Cleaning and Preparing Data in Python Practice Problems - Cleaning House Listings 3

Screen Link:

My Code:

import csv

def write_csv(rows):
    f = open('listings_clean.csv', mode='w')
    writer = csv.writer(f)
    for row in rows:
        writer.writerow(row)
    f.close()

import random
def clean_id_col():
    f = open('listings.csv')
    read = csv.reader(f)
    listings = list(read)
    listings_wo_header = listings[1:]
    id_set = set()               # Create a set because set does not allow duplicates
    for row in listings_wo_header:
        random_num = random.sample(range(1000,9999), 1)
        
        # If 'id' is blank, we set it as a random number, then we will add it to the set.
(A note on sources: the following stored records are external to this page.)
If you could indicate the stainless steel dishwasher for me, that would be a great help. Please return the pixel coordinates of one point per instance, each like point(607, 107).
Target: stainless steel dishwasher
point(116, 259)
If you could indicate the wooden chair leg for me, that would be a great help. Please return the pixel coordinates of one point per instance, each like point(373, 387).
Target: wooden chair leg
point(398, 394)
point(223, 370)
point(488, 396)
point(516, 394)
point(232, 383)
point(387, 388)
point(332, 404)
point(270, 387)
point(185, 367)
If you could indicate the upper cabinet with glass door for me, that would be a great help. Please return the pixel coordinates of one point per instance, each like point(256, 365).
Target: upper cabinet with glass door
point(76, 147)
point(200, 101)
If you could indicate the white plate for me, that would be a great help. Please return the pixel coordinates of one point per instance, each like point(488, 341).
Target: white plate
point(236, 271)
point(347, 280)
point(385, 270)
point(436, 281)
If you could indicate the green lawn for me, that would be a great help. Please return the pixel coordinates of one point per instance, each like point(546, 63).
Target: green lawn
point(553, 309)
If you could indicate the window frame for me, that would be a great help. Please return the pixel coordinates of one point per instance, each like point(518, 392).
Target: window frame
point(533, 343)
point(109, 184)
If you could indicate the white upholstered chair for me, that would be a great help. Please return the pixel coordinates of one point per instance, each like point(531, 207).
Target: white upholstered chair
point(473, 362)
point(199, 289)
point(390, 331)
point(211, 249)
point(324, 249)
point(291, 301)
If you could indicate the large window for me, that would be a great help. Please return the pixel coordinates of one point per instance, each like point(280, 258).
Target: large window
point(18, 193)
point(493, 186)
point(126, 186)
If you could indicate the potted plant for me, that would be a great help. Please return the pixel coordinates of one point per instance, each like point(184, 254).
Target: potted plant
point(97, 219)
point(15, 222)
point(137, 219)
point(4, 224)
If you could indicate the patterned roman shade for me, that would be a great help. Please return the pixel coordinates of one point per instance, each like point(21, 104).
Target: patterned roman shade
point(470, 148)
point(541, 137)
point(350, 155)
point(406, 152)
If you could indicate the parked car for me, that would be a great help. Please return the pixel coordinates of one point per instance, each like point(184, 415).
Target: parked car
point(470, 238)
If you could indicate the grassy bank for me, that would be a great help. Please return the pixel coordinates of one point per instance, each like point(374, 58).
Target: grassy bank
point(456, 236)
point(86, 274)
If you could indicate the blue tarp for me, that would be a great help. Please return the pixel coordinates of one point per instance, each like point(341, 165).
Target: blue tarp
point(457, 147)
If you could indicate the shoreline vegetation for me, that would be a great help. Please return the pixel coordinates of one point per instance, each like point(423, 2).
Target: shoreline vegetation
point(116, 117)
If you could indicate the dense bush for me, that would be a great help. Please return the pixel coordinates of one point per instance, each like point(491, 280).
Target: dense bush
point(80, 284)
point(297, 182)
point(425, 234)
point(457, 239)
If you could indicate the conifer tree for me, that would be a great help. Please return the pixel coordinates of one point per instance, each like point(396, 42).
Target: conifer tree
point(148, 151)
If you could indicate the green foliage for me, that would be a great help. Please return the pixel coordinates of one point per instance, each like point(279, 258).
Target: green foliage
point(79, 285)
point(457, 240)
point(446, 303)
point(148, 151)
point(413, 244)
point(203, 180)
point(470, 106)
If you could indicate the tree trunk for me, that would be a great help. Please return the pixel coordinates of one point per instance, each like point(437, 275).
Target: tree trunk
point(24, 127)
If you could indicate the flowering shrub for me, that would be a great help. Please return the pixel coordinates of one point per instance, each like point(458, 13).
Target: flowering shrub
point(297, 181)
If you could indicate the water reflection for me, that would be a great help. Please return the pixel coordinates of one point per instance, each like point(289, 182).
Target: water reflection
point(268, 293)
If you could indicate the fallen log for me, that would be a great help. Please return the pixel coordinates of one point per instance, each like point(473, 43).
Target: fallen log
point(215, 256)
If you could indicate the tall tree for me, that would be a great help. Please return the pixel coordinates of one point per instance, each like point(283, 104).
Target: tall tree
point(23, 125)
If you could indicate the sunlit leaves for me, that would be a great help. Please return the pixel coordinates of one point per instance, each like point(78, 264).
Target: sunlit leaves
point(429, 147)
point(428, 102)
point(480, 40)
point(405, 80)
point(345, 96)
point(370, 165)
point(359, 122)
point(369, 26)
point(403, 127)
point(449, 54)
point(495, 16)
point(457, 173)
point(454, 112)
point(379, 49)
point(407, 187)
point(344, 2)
If it is not blank, we will just add the 'id' number to the set. 
        if row[0] == '':                    
            row[0] = str(random_num[0])
            id_set.add(str(row[0]))
            if row[0] in id_set:                                  # This step to make sure there is no duplicates
                row[0] = str(random_num[0])       # if there is, we will generate another random number
        elif row[0] != '':
            id_set.add(str(row[0]))
            
    write_csv(listings)
    
clean_id_col()
f = open('listings_clean.csv')
reader = csv.reader(f)
rows = list(reader)
for i in range(30):
    print(rows[i]) 

I use random number generator, although there is no prior lessons about it. I think it works better for this problem since I did not fully understand the answer given by the assignment, I come up with my own.

The answer from the code above turns out correct. But I would love to know people’s thoughts on this. Do you understand this better? What other code would you replace/add to it?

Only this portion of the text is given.